When I do corners I like to use the joint knife to spread the compound right into the corner and then pull away from the corner. This ensures full coverage and that it fills any voids or gaps. 

I'm a lefty when it comes to work requiring dexterity, so I use my left hand for this when possible, but sometimes you can't force it, so try to wok on using either hand. I know, easier said than done.

Once I've got the whole corner filled there are ridges and lines all over the place, so I take one fluid top to bottom or bottom to top stroke with the joint knife and remove any excess.

If you're working with a two sided corner, follow the same principles, and after the first side of the corner has cured (and maybe even after you've sanded), come back through the do the other side.

Often when I'm doing a large room I just sort of leave the corners a bit unfinished and full of gaps and imperfections, rather than spending a lot of time on the corners and allowing my compound to cure too much and end up wasted. Then, after a cure on the main walls, I'll come back with a very thin mix and do just the corners. But it's all up to you and what you're comfortable doing.

Those are my best tips and tricks for this stage of the game. After you've completed this first true skim coat the walls and ceiling will start to look really good and smooth, and way way way better than they probably looked when you started. Feel encouraged, it's important, especially since you've still got about 2 more skim coats left before your wall is "done" and ready for paint. 

If you have any skim coating experience and your own tips or tricks to achieving that glass-like surface, I'd love to hear them. I've been doing this a while now, but I'm always looking to up my game. Who knows, maybe I should go apprentice on the weekends with a master plasterer and learn how I'm really supposed to do this stuff?

We have a whole series of plaster repair/skim coating posts you should check out if you like this or are trying to tackle the same thing. Here's the whole list for convenience:

  1. Plaster Repair for DIYers - No Need to Rip It Out
  2. Plaster Buttons to Fix Your Crumbling Ceiling
  3. Plaster Repair Part 2: Laying a New Brown Coat
  4. How To Fix Plaster Like a Boss: Sand Baby Sand
  5. DIY Plaster Repair: We Finally Put the Skim in Skim Coat - this post
  6. My Skim Coating Nickname is Mr. Smooth - The Tricks I Use to Earn It
  7. The Final Steps to Perfect Skim Coating
Comments 5

Comments

11/13/2013 at 12:09 PM

To be honest Alex, it's posts like this that make me less angry that about the plaster being replaced with drywall in my house.

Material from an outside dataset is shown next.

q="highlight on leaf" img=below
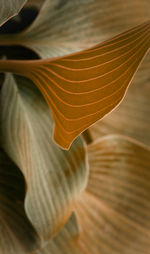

I can handle drywall, but the thought of skim coating & repairing plaster makes me want to take up heavy drinking.

Alex
11/13/2013

So true, but the sad part, half of what you see me working on is actually applied over drywall. I'm a glutton for punishment and I do this everywhere to give it that slightly imperfect look.

Larry
11/15/2013 at 10:41 AM

Alex - You might want to consider using a pool trowel for the skim coats. Pool trowels have radiused corners which may help to eliminate some of the ridges in your skim coat and save you some time and effort in sanding. You can find plastic ones for less money than the high quality steel types if just want to try it out. You could also create your own from a standard concrete trowel by cutting/grinding off the corners yourself. Really appreciate the effort it takes for you and Wendy to produce this blog.
Thanks - Larry

Alex
11/29/2013

Larry, thanks for the tip! I hadn't considered using one before. Based on what you said I picked one up, and it does solve the problems with the ridges on the corners. However, the one I bought isn't very smooth and leaves ridges in the main part of the work. I'm going to need to file it down or something to resolve it, but this should be very helpful for the next skim coating project.

Also, thanks for the kudos on the blog. We really appreciate the kind words. Comments like yours make it a whole lot of fun.

Chris
4/14/2014 at 3:46 PM

I'm currently undoing a lot of horrible crimes perpetrated against my South Philadelphia rowhome and your plaster tutorials have been tremendously helpful. Thank you for them. I'm getting close to being ready to skim coat and was wondering if you use the setting type durabond for skimcoating as well? I've heard that it's not great for sanding.